- Updated user addition tasks across multiple playbooks (mcp_switchboard, mcpo, neo4j, neo4j_mcp, openwebui, postgresql, rabbitmq, searxng, smtp4dev) to replace references to ansible_user and remote_user with keeper_user. - Modified PostgreSQL deployment to create directories and manage files under keeper_user's home. - Enhanced documentation to clarify account taxonomy and usage of keeper_user in playbooks. - Introduced new deployment for Agent S, including environment setup, desktop environment installation, XRDP configuration, and accessibility support. - Added staging playbook for preparing release tarballs from local repositories. - Created templates for XRDP configuration and environment activation scripts. - Removed obsolete sunwait documentation.
22 KiB
Ansible Project Structure - Best Practices
This document describes the clean, maintainable Ansible structure implemented in the Agathos project. Use this as a reference template for other Ansible projects.
Overview
This structure emphasizes:
- Simplicity: Minimal files at root level
- Organization: Services contain all related files (playbooks + templates)

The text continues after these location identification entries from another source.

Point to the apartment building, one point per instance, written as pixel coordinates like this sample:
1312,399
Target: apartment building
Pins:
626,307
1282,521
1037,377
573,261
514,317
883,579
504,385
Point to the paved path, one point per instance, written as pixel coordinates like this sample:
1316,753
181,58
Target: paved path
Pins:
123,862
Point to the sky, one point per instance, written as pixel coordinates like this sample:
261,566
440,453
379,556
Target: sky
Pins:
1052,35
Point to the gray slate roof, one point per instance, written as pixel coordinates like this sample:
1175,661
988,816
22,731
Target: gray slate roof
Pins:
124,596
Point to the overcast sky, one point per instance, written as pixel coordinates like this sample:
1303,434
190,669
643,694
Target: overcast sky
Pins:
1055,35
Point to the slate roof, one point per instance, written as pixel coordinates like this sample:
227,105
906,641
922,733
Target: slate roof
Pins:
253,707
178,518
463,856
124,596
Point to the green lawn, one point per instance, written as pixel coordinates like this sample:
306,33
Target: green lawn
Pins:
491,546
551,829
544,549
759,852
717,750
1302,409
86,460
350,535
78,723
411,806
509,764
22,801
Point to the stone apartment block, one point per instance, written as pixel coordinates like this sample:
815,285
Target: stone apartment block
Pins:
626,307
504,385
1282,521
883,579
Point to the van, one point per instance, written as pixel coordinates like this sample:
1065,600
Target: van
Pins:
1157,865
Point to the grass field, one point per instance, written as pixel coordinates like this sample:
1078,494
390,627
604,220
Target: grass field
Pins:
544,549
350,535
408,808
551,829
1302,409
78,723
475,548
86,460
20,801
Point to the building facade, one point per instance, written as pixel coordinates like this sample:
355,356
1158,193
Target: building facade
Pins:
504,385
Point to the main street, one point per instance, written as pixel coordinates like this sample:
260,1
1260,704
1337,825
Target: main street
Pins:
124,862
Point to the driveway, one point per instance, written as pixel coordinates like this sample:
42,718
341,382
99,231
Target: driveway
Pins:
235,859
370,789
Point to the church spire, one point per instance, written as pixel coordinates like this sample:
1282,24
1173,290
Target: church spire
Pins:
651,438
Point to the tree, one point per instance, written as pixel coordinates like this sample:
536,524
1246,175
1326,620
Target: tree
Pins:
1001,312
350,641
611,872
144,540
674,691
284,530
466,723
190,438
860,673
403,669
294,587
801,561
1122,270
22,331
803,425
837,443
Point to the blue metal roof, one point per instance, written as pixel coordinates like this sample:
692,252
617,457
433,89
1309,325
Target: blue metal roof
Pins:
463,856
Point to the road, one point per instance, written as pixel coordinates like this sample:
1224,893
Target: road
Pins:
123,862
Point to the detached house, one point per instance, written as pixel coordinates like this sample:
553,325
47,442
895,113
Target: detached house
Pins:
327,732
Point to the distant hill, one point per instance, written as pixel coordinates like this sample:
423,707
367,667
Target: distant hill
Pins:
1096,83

- Separation: Variables live in dedicated files, not inline in inventory
- Discoverability: Clear naming and logical grouping
Directory Structure
ansible/
├── ansible.cfg # Ansible configuration
├── .vault_pass # Vault password file
│
├── site.yml # Master orchestration playbook
├── apt_update.yml # Utility: Update all hosts
├── sandbox_up.yml # Utility: Start infrastructure
├── sandbox_down.yml # Utility: Stop infrastructure
│
├── inventory/ # Inventory organization
│ ├── hosts # Simple host/group membership
│ │
│ ├── group_vars/ # Variables for groups
│ │ └── all/
│ │ ├── vars.yml # Common variables
│ │ └── vault.yml # Encrypted secrets
│ │
│ └── host_vars/ # Variables per host
│ ├── hostname1.yml # All vars for hostname1
│ ├── hostname2.yml # All vars for hostname2
│ └── ...
│
└── service_name/ # Per-service directories
├── deploy.yml # Main deployment playbook
├── stage.yml # Staging playbook (if needed)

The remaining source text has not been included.